In Search of a Midnight Kiss

n Search of a Midnight Kiss is knowingly attuned to the zeitgeist, its lovelorn protagonist Wilson (Scoot McNairy) a former Quentin Tarantino-ish video store clerk who, after a lousy maiden year trying to make it as a screenwriter in L.A. and pining for his ex (a la Swingers), first is caught pleasuring himself to a photoshopped pic of his best friend's girlfriend and, soon afterward, gets a shot at love via Craigslist. Alex Holdridge's romance—about mopey Wilson's unlikely day-night blind date with assertive Vivian (Sara Simmonds)—is laced with such contemporary technological and/or cinematic references, the most blatant being the story's striking resemblance to Richard Linklater's Before Sunrise, which also concerned two strangers meeting and falling for each other while strolling around a city chatting for a constrained amount of time. Derivativeness, of course, need not be fatal, and the first-time director's portrait of solitude negated and desperate longing fulfilled—strengthened by lovely Manhattan-ish black-and-white cinematography of Los Angeles, here cast as a barren wonderland fit for lonely souls—boasts an endearingly idiosyncratic, unfussy vibe.

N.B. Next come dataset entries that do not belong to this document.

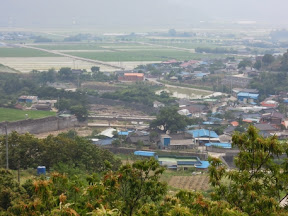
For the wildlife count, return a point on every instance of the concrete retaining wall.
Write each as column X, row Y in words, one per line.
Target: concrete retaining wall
column 221, row 150
column 36, row 126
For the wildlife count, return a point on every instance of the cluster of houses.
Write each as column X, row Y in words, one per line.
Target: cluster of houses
column 36, row 104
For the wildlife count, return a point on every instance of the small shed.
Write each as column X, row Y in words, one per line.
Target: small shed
column 220, row 145
column 145, row 153
column 165, row 140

Less tolerable, however, is much of Vivian's early, blustery proclamations about hating men and wanting to be an actress, as well as the film's later, affected pretensions, such as a slushy still-image montage that follows Vivian's admission that she photographs abandoned shoes (and posts them at thelostshoeproject.com, no less), separate scenes in which Vivian and Wilson both discharge a single, pitiable tear, and an unremittingly forlorn indie-rock soundtrack. As the two wend their way to a party where Wilson's buddy Jacob (Brian McGuire) plans to propose to Min (Kathleen Luong), a series of small incidents and arguments bring them closer together, with their—and, specifically, Vivian's—defensive abrasiveness melting away in favor of wounded-heart softness. While both struggle to mitigate emotional alienation, their rapport predictably morphs from tentative and hostile to warm and fuzzy, a transition that's handled admirably by the two leads (whose relaxed charm helps offset their characters' needy self-absorption and thumb-twiddling sulkiness), even if it mostly feels like the foregone conclusion of a contrived, overly precious narrative that must inevitably climax with a New Year's Eve smooch.